Una punzecchiatura, un segnale in più di quanto siano tesi i rapporti tra i capi del Partito democratico. Certo, Veltroni e D’Alema sono stati uniti nel premere su Prodi perché non «avvelenasse i pozzi», per dirla con il democrat Antonio Polito, e si togliesse di mezzo prima del voto al Senato.

Ma ora si apre un’altra partita, e gli interessi divergono. «È il tempo della responsabilità, occorre evitare elezioni anticipate», dice Veltroni. Fin qui, tutti d’accordo nel Pd. Tranne uno: Prodi. La convinzione del premier uscente è quella cui han dato voce diversi piccoli partiti dell’Unione: «Questa crisi è il capolavoro di Veltroni», dice la Pdci Palermi, e con lei Salvi di Sd. «È stato il suo Pd a frantumare la maggioranza, dichiarando che andrà solo al voto». Prodi, assicurano i suoi, ieri non aveva alcuna illusione di farcela in Senato. Il suo consigliere Rovati, che presidiava Palazzo Madama, accettava di buon grado gli scherzi: «Non ti sarebbe rimasto un ente per me?», gli chiedeva Bobo Craxi.

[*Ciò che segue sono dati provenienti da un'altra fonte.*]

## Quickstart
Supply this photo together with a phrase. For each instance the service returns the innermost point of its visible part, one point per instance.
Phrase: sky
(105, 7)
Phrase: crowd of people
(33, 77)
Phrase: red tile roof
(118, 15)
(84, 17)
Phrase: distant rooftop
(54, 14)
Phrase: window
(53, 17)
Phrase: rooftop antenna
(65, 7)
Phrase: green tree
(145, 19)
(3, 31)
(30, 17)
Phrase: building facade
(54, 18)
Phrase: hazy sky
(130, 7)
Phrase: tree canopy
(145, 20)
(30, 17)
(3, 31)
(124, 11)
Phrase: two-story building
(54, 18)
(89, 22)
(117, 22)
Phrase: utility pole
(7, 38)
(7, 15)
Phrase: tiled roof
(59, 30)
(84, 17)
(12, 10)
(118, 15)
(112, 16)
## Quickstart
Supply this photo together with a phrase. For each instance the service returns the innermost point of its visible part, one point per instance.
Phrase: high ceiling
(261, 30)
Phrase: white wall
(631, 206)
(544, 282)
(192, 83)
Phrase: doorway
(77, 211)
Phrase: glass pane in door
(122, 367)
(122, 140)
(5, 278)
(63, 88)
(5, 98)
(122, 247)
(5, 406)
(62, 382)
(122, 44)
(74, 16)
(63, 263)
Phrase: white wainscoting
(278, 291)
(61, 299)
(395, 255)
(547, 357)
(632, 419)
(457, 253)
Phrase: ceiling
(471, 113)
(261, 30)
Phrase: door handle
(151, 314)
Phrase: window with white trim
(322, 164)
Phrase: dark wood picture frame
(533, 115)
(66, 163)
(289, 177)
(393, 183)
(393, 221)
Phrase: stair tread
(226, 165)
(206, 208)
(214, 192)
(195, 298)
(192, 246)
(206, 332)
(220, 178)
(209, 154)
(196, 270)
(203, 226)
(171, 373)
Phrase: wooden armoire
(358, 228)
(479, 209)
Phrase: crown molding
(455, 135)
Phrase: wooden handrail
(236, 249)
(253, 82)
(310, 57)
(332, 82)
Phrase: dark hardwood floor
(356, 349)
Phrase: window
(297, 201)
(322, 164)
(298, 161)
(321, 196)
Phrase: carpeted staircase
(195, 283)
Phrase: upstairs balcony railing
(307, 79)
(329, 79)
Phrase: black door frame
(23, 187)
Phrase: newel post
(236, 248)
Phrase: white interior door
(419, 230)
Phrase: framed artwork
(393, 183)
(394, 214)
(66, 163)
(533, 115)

Lui allargava le braccia: «Finiti, mi spiace. Però ho scoperto che Turigliatto prende ordini dalla Quarta internazionale di Parigi, peccato non avergli fatto una telefonatina in francese: ’Alò alò, monsieur Turigliattò...’. Magari recuperavamo il suo voto». Prodi sapeva che sarebbe uscito sconfitto, «ma era quello che voleva», spiega il prodiano Pinza. «Così ne esce da martire che ha combattuto fino in fondo ed è stato fatto fuori dai traditori». E non c’è dubbio che userà questa forza per «crearci tutti gli ostacoli possibili», dicono nel Pd. Dove si teme molto che si precipiti verso elezioni anticipate con Prodi dimissionario a Palazzo Chigi, a gestire l’ordinaria amministrazione. Uno scenario che, contano in casa prodiana, «non dispiace a Berlusconi, interessato ad avere un governo in agonia nel quale la faccia di Prodi si sovrappone a quella di Veltroni».

Per il leader Pd è uno scenario assai poco allettante, ma sa bene che la speranza che Berlusconi (in cambio di una data certa per le elezioni entro giugno, e di una legge elettorale più bipartitica) conceda un governo Marini o Amato sono esili. Si teme la minaccia di scissione del prodiani, che secondo esponenti Pdci «sono pronti a far partire una lista ulivista contro il Pd, con dentro noi, Verdi e socialisti». Ma in casa prodiana si esclude che il Professore sia disposto a scendere in campo alla testa di un simile esercito: «Lui guarda oltre la cucina italiana, pensa a incarichi Ue o Onu. O magari al Quirinale». Piuttosto, la minaccia ha l’obiettivo di bloccare la decisione veltroniana di correre da solo, liberandosi del caravanserraglio dell’Unione.

Nel loft circolano già sondaggi per contrastare il pressing: il Pd da solo potrebbe puntare al 30%, e grazie al «fattore Walter» arrivare fino a oltre il 35%. Se invece si presentasse alleato di Diliberto, Pecoraro e compagnia, precipiterebbe di almeno 10 punti. Veltroni sa che è questa la vera guerra che si aprirà ora nel Pd. «Molti sospettano che Walter abbia da tempo in mente le elezioni come via più breve per spazzare via la vecchia classe dirigente facendo le liste come vuole lui», confida un dirigente ds anti-Veltroni. Che annuncia: «Sarà una guerra senza esclusione di colpi. Anche perché senza coalizione rischiamo di regalare a Berlusconi l’en plein in Senato». Già domani, a Roma, D’Alema raduna le sue truppe in un convegno dove si mostreranno i muscoli a Veltroni. E la dalemiana Finocchiaro ricorda che è prematuro affermare che sarà Veltroni il candidato premier del Pd: «Lo statuto che lo sancisce non è stato ancora approvato». E Fassino ricorda che «con questa legge elettorale, è difficile andare soli al voto». E Beppe Fioroni, capo delle truppe organizzate ex Ppi, a pochi minuti dal voto del Senato diceva: «Se tutto va bene, da domani mi libero del ministero e torno a fare politica. Mi pare che il Pd ne abbia molto bisogno». Alle orecchie di Veltroni, più una minaccia che una promessa.